ReplyDeleteANOTHER Lurker....there are more than a few I think, only actually 15 official followers here, but I see about 40 people a day visit on the stats counter...and some people say they drop in a few times a week when their boss isn't checking their computer use in the office...
Thankyou for your positive feedback - this blog often descends into self-indulgent Me-ness, but I try to steer it back to a record of Home Life With Dementia in a Cross-Cultural Family....
and you know - this weekend is ours ours ours - but he and I find ourselves both wondering how Okaasan is coping out there in the big wide world beyond home :-))) which shows how much we care, despite the boring, often-frustrating grind of daily life with her.
Shucks....could it be...we may actually be nice people afterall!
It's no problem. The fact that I work in a nursing home makes it easier to deal with the dementia / alzheimers. If I had to deal with it at home, I really don't think I could be so nice! Added to the fact that I think that she is not even really your MIL.... I have a hard enough time dealing with mine sometimes...and she is still in the range of normality!!! Yes...and you are NICE people...! I can tell no matter how much you gripe or don't gripe on your blog! Ha ha. I am in Shizuoka btw, Honshu area... It's nice to meet you and I enjoy getting to know you more, abeit thru blogville!
ReplyDeleteIt will be interesting to see how the brother handles it and see what he has to say after he has dealt with okaasan all weekend.
ReplyDeleteMeanwhile, enjoy your time alone together, you really deserve it after 2 years hard work!
JY
ReplyDeletewhat do you think about labelling clothes drawers in Okaasan's room?
She spends hours and hours opening and closing all the drawers in a big, wooden 12 drawer cabinet...and all around her rooms are scattered underwear, slips, socks etc etc.
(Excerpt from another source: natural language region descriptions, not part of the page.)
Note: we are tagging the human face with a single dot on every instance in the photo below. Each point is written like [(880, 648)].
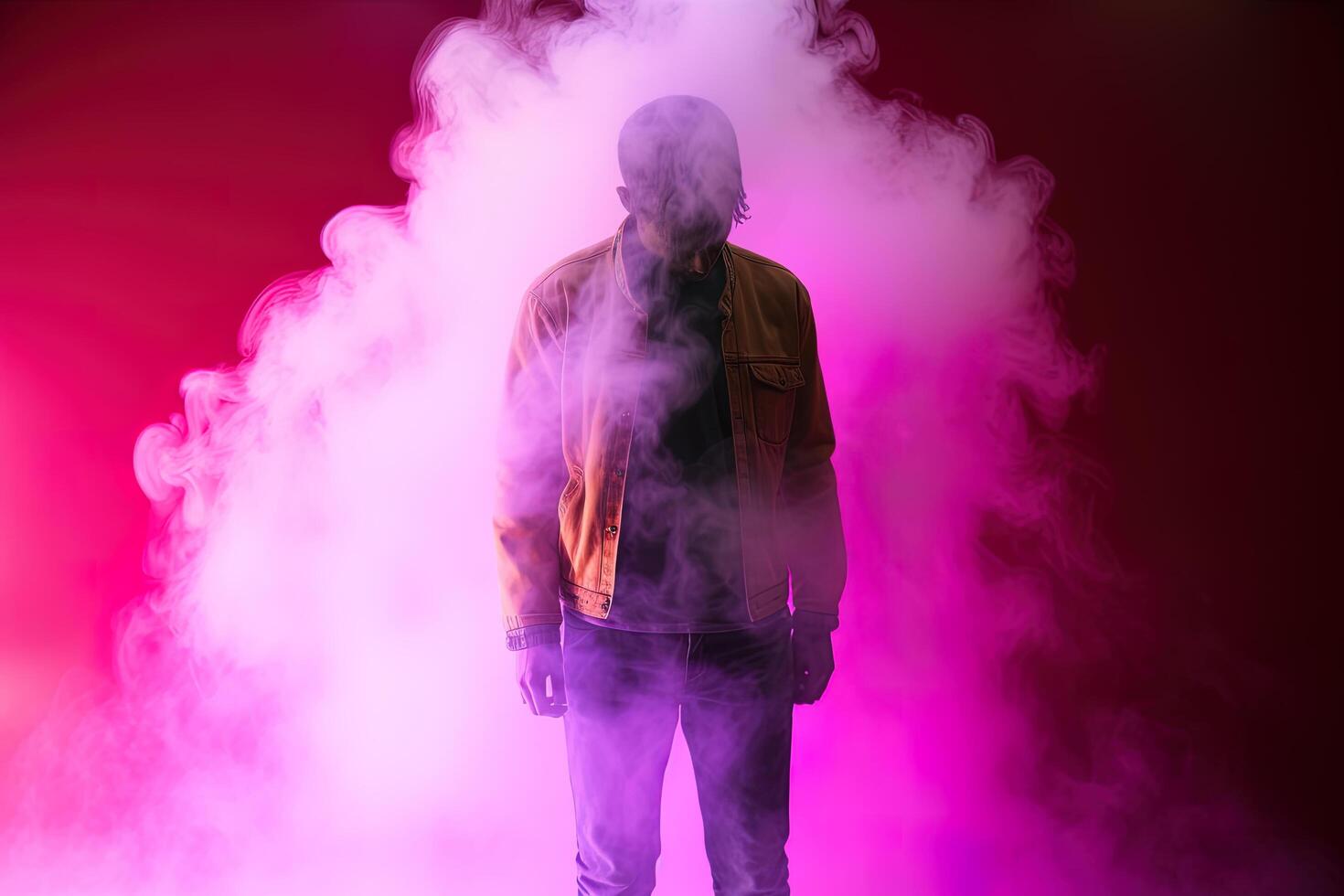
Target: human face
[(683, 226)]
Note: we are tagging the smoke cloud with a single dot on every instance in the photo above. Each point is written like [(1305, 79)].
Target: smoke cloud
[(316, 696)]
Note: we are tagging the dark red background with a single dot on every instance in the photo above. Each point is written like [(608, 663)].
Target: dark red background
[(162, 163)]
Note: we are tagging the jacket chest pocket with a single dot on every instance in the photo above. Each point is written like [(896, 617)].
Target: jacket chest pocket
[(774, 389)]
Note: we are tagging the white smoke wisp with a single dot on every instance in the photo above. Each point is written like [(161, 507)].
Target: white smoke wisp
[(317, 698)]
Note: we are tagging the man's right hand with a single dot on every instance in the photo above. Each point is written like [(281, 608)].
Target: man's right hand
[(535, 666)]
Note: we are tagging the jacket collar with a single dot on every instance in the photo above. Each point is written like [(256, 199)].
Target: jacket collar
[(725, 255)]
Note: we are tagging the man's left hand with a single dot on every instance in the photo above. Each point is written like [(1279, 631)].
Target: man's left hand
[(812, 664)]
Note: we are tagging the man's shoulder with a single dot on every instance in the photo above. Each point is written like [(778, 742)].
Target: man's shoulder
[(766, 278), (574, 268)]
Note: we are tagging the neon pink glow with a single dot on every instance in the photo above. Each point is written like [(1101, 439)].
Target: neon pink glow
[(317, 700)]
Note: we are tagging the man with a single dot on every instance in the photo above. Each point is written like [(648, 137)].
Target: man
[(664, 475)]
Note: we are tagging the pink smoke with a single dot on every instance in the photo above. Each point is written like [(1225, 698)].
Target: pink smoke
[(316, 698)]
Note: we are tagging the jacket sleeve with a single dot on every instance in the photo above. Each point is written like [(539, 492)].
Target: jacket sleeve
[(531, 470), (814, 539)]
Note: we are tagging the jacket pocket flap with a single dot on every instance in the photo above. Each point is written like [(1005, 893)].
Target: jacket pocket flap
[(778, 375)]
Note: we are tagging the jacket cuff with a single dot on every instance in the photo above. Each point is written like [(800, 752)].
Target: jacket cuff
[(812, 621), (531, 635)]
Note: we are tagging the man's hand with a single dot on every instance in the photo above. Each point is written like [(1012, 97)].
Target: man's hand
[(535, 666), (812, 664)]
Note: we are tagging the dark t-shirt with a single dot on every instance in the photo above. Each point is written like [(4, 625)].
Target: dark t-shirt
[(679, 561)]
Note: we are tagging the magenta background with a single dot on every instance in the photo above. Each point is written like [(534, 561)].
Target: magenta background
[(1191, 149)]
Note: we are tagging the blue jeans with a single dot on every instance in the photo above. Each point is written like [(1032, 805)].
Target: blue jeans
[(732, 692)]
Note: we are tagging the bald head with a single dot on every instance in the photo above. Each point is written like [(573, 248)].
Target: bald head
[(683, 175)]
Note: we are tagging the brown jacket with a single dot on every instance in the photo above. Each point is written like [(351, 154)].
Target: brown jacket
[(571, 394)]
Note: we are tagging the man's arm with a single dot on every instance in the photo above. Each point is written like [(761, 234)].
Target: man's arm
[(814, 536), (531, 475), (814, 539)]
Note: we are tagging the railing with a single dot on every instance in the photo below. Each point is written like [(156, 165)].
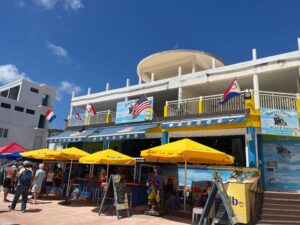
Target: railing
[(210, 104), (183, 107), (277, 100), (99, 118)]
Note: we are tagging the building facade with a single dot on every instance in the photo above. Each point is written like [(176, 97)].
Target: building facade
[(186, 86), (23, 105)]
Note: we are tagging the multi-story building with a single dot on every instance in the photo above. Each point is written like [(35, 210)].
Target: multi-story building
[(23, 105), (186, 86)]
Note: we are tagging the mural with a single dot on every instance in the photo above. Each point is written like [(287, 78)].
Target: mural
[(281, 165), (124, 112), (279, 122)]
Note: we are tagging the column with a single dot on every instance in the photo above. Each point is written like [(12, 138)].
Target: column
[(256, 91), (165, 138), (251, 147)]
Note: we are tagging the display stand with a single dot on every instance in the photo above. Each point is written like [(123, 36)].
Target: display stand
[(115, 195), (222, 206)]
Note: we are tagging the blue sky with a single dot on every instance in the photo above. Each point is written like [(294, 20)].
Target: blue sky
[(86, 43)]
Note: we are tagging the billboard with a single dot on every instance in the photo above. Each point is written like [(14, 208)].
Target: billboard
[(279, 122), (124, 112)]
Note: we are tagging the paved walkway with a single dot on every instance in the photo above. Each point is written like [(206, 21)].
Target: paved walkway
[(49, 212)]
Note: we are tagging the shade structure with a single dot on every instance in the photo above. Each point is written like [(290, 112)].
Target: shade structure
[(70, 154), (108, 157), (11, 148), (42, 154), (186, 150)]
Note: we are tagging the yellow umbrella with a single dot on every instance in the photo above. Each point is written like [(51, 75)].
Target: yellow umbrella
[(186, 150), (42, 154), (107, 156)]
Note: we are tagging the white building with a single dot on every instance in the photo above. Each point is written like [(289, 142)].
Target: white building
[(23, 105)]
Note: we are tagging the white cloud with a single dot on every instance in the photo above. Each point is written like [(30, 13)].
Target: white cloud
[(73, 4), (47, 4), (58, 51), (10, 73), (66, 87)]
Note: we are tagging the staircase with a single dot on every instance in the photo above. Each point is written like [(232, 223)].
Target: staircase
[(280, 208)]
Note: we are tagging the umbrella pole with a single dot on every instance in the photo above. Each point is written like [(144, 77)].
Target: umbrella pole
[(68, 187), (184, 196)]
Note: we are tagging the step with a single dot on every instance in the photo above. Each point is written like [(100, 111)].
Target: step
[(280, 206), (280, 218), (273, 222), (284, 212), (281, 201), (285, 195)]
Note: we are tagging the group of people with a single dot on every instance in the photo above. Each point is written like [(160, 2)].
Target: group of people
[(24, 179)]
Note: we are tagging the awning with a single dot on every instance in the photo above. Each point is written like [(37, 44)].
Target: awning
[(101, 134), (205, 121)]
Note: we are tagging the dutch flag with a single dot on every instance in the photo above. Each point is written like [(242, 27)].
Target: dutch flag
[(232, 91), (50, 116)]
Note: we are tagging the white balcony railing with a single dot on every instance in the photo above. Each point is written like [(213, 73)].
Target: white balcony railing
[(183, 107), (210, 104), (277, 100), (99, 118)]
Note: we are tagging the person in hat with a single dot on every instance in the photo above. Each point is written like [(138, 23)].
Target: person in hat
[(23, 186)]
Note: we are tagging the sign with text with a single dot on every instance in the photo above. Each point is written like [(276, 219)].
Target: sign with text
[(279, 122), (126, 111)]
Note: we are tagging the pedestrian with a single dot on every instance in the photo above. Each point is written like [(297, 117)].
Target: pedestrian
[(37, 182), (23, 186), (49, 180), (8, 182)]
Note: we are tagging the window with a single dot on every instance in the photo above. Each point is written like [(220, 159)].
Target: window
[(14, 92), (45, 100), (42, 121), (34, 90), (3, 133), (4, 93), (30, 111), (5, 105), (19, 109)]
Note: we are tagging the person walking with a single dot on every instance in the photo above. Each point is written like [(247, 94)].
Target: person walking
[(23, 186), (37, 182), (8, 182)]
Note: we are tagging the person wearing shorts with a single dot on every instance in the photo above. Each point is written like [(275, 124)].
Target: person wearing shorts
[(37, 182)]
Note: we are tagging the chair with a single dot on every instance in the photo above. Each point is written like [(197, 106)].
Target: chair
[(196, 211)]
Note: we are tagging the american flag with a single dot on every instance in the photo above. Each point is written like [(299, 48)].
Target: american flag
[(141, 104)]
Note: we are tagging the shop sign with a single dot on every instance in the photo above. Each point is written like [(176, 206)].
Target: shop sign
[(125, 109), (279, 122)]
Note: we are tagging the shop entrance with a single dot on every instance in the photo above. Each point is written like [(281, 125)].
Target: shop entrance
[(232, 145)]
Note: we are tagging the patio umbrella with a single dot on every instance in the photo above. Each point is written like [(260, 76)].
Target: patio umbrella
[(186, 150), (42, 154), (108, 157), (71, 154)]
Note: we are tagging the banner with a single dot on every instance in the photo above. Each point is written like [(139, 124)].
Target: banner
[(124, 110), (279, 122)]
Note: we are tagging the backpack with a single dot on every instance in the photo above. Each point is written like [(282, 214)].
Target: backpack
[(25, 178)]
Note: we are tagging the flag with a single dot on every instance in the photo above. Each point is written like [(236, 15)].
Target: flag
[(77, 115), (232, 91), (50, 116), (141, 104), (90, 108)]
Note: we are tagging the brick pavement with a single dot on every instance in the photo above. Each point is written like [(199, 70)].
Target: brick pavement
[(49, 212)]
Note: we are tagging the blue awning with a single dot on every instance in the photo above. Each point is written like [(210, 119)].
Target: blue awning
[(204, 121), (103, 134)]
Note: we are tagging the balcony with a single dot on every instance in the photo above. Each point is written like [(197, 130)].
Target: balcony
[(209, 104), (102, 117)]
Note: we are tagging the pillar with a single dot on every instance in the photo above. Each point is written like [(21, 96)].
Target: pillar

I always felt we should have put labels on the outside of the drawers when we first gave her this piece of furniture - and now she is away for 2 nights it's a chance to do it...so she has some idea where pants/socks/slips ARE...
but do you think she'd be upset that we do this or suggest doing it?
It would help her make some order of her clothes and reduce the endless hunting around...but I don't know HOW to introduce this idea...or just do it and when she comes back say: Hey! Look! I thought you might like these labels on the drawers...would you like to add some more?
At the home, we do it for one lady. Although I am not sure if it really works or not. LOL. She seems to remember where things are though. The best (idealistic) way is make the labels and put them on the drawers together. If you think she won't mind, you might just take the chance to sort out her drawers and label them while she's gone. The worse that will happen is that she will just take the labels off. If that happens you can try it again together, in the "cooperative spirit" mode at a later time, if you know what I mean. But it is a very good idea and as I said, we do do it here for some of the residents.